We’ve been to hell and back with our parents, not that they were treating us badly, they just didn’t love us. I wish I had stayed home instead of moving in with Marc. Things were good in the beginning, we were happy and in love, or so I thought. He was very adamant about us getting married and having a child together. At first, I didn’t think much of it. I was still in my happy place, I had found the perfect man who wanted a family and the same life I wanted. I was loved and was beyond happy, but my happiness was short lived.

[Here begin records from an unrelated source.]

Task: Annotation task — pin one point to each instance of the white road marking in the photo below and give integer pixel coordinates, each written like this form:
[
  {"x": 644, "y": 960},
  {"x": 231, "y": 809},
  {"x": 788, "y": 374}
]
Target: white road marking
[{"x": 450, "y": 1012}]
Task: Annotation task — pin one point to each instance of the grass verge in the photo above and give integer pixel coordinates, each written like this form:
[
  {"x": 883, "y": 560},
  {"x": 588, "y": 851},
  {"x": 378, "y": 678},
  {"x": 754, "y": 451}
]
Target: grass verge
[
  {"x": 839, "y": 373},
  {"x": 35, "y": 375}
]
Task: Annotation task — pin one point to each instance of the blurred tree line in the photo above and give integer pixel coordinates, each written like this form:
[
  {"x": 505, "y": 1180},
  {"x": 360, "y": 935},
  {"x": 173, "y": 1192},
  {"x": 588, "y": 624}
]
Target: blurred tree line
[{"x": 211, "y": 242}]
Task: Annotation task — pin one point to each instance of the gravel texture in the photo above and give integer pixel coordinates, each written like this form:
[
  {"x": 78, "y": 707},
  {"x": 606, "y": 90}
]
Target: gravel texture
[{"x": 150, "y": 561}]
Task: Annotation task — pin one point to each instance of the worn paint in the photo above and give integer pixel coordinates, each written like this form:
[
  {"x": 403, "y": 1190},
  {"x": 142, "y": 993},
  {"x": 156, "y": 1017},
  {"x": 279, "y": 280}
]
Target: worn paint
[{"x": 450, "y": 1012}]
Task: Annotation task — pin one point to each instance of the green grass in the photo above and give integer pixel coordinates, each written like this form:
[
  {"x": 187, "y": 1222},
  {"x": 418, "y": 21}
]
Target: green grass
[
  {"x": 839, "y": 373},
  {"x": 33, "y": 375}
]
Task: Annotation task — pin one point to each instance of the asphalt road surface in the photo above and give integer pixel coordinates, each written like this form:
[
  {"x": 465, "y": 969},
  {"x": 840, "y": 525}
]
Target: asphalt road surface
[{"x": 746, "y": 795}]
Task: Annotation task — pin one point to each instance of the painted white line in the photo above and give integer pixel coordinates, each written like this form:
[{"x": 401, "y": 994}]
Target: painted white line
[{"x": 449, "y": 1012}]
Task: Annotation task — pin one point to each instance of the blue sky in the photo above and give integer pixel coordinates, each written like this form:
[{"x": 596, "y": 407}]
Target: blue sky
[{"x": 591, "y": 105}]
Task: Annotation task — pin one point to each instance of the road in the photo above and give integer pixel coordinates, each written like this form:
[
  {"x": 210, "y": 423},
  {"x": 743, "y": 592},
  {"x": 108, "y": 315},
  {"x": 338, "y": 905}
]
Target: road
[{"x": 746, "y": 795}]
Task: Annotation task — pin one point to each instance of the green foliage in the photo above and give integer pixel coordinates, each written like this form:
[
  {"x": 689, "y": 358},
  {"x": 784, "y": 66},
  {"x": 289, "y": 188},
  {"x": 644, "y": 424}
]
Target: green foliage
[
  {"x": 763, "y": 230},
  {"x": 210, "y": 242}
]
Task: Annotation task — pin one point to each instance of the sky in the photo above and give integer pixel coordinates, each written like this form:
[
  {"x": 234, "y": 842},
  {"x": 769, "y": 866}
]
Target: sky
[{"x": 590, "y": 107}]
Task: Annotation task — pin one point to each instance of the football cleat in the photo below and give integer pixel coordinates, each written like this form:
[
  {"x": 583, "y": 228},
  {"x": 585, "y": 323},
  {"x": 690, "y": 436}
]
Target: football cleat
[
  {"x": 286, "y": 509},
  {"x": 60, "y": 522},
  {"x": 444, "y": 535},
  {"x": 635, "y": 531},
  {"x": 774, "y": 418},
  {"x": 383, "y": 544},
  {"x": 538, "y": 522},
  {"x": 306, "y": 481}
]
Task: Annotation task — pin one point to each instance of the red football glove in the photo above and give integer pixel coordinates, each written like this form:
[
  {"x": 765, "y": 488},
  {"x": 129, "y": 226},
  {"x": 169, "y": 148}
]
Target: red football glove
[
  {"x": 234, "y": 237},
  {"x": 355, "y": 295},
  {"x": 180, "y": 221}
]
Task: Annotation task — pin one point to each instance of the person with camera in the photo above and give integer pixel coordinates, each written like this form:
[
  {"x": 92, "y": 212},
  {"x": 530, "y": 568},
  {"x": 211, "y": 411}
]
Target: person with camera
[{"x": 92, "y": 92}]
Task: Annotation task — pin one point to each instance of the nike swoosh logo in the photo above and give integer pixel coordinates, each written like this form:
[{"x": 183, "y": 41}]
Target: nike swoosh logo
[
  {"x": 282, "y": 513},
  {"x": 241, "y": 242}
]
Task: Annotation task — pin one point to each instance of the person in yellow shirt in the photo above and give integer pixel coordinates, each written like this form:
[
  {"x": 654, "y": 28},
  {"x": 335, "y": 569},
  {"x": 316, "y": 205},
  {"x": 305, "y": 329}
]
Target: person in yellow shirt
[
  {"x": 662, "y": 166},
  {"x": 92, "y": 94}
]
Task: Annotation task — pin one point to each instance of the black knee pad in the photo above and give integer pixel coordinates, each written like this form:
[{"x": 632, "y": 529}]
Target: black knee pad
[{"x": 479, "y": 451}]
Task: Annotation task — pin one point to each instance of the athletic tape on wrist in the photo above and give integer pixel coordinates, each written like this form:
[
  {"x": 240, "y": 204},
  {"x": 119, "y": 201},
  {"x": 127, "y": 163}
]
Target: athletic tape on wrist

After the wedding, he started to become distant, he would come back from work later and later every night and some nights not at all. I tried to revive our flame and for a while, it did work and then I got pregnant. We were over the moon to be having a baby and it really did bring us closer. He wasn’t coming home late anymore and he was very loving and sweet to me. It was such a nice change. We tried to tell the parents, but again, they didn’t care because Marc was a regular guy and had a regular job. They could never accept it, or him.

Things were fine with Marc until one day. He was at work and I was cleaning the house, nothing out of the ordinary, but then I started to feel really dizzy and contractions started. I freaked out because I was only three months gone, I couldn’t possibly be in so much pain this early in the pregnancy. I called Marc to come back home and take me to the hospital, that something was wrong with the baby. He was annoyed, but did come home to help me.

I was so scared when we got there. I was still in incredible pain and I had started to bleed, not much, but enough to worry everybody. The news I didn’t want came not long after. I had miscarried and they told me I never would be able to have a kid naturally. It crushed me. It affected Marc too, but I have no idea how since he wouldn’t talk to me anymore.